With the Great British Sewing Bee starting on the 22nd April and the majority of people in the world now living under some sort of lockdown, it makes sense that a lot of people will want to start sewing as a new way to pass the time.

A lot of people who have bought the isewlation labels have told me they’re starting out sewing or buying them as a gift for someone who is.

I’ve loved seeing how people are using them and wanted to share some fabulous examples and ideas here for anyone thinking of doing some sewing during lockdown. Whether you’re new to sewing or experienced hopefully you’ll find some fun ideas here!

1. Mask hairbands by Juliet Ozor

These are a genius idea and super quick and easy for all levels of sewers. I am making them for my friends who are health workers who tell me they are ok to use provided they withstand the hot wash needed to clean PPE. The labels being OEKO-tex quality, they are hardy and will also stand up to it.

You can follow Juliet’s example pattern here.

2. Eye mask by Tilly and the Buttons

Another quick and easy make and best of all, it’s free! These are another great gift idea for any key worker friends who work nights, or simply someone you want to let know you’re thinking of them.

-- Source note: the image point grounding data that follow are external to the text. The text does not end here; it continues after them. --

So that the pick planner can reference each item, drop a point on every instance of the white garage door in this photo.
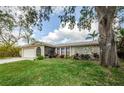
(29, 52)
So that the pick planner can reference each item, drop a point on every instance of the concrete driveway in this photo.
(8, 60)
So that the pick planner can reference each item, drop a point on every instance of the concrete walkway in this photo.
(8, 60)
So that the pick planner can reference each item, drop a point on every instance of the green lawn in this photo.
(59, 72)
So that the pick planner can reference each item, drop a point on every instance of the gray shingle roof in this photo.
(36, 44)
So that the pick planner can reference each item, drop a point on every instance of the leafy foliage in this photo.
(9, 51)
(92, 35)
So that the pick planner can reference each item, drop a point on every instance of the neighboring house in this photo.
(67, 49)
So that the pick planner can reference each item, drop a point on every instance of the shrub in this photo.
(76, 56)
(40, 57)
(82, 56)
(61, 56)
(9, 51)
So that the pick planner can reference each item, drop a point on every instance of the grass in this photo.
(4, 57)
(59, 72)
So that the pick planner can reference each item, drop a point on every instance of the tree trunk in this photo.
(108, 51)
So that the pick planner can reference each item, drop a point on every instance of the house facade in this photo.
(67, 49)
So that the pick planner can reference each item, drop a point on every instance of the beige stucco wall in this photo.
(84, 49)
(31, 52)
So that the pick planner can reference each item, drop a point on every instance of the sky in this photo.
(52, 31)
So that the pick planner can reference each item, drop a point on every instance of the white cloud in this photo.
(63, 35)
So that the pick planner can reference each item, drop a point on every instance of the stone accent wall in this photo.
(84, 50)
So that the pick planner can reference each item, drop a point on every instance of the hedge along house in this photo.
(67, 49)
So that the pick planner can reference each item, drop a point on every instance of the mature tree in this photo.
(6, 27)
(92, 35)
(105, 16)
(120, 38)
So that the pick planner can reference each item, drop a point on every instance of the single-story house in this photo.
(67, 49)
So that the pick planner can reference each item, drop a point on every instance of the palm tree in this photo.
(92, 35)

The drawstring bag is another easy free pattern from the set by Simply Sewing. I’ve made a few of these sets using gorgeous Masai cotton I bought in Kenya earlier this year.

3. Scrub Bag

Emma aka The Zipper Foot used her labels to make a gorgeous scrub bag for her friend who is a nurse. There are lots of free patterns online for these bags as well as a Facebook group for people making PPE and related items during the pandemic. They’re really simple to do, but at the moment so useful.

4. Zipper purse

This is often one of the first patterns attempted by beginner sewers and I personally never tire of making them as there are so many ways to adapt them and make every one different! On this one I’ve just used a simple rectangle shape to make a lined purse but there is an excellent round up of all the patterns you can imagine here by the Sewing Loft Blog.

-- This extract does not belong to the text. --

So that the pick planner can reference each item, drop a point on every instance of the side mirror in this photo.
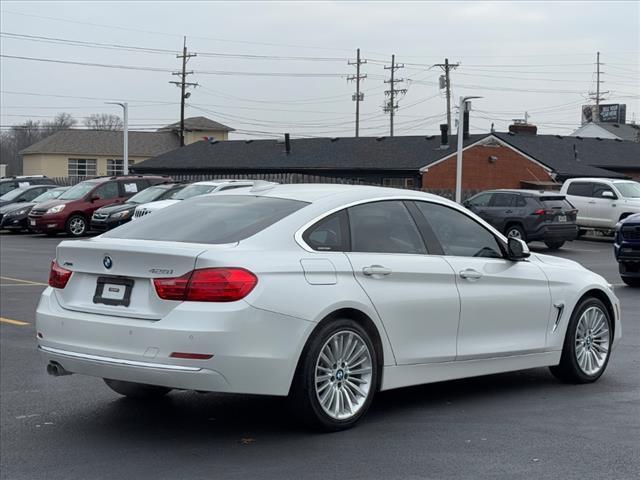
(517, 249)
(608, 194)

5. Toys and teddies for little ones

I recently made this Luna Lapin for a new baby. She’s wearing the t-shirt bow dress from the first book and a cardigan I drafted (read more about it here). Why not add a label to a teddy or knitted item you’re making?

6. Pin badge display

I’m a recent convert to pin badges and although there are so many fun ways to display them, on fabric is one of my favourites. I love this DIY pin badge banner tutorial from Polka Dot Chair – it’s simple, effective and a great project for beginners and a label would look great on it!

7. Teabag holder

This is such a cute idea and a great way to use fabric scraps. It also folds flat so would be easy to send to someone in an envelope if you wanted to add a label to them as an adorable gift! Free pattern here by The Sewing Directory.

8. Jam jar topper

My auntie’s friends have been making jam and dropping the jars off at each other’s doors which I think is a lovely way of telling someone you’re thinking of them. A jam jar topper is super easy and doesn’t even require machine sewing – just a bit of material, some ribbon, a label and a hairband and you’re set! Free pattern available here from Hobbycraft.

9. Sunglasses case

It’s pretty sunny out there and even though we can’t spend too long outside it’s still nice to have a sunglasses case to take with you out and about. A free pattern for this easy make is available here on Sew DIY and would make a lovely gift for someone, especially in a Liberty style fabric like this one.

10. On your own clothes!

I can’t believe how gorgeous the pieces are that people have been using the labels on. Sewing as we know is a calming, mindful hobby (except when holding a seam ripper) and making a garment or item from scratch is so rewarding in normal circumstances, never mind now. I especially love this Wiksten shift top from @rosieo. It’s a cult pattern with straightforward assembly and such an effective design.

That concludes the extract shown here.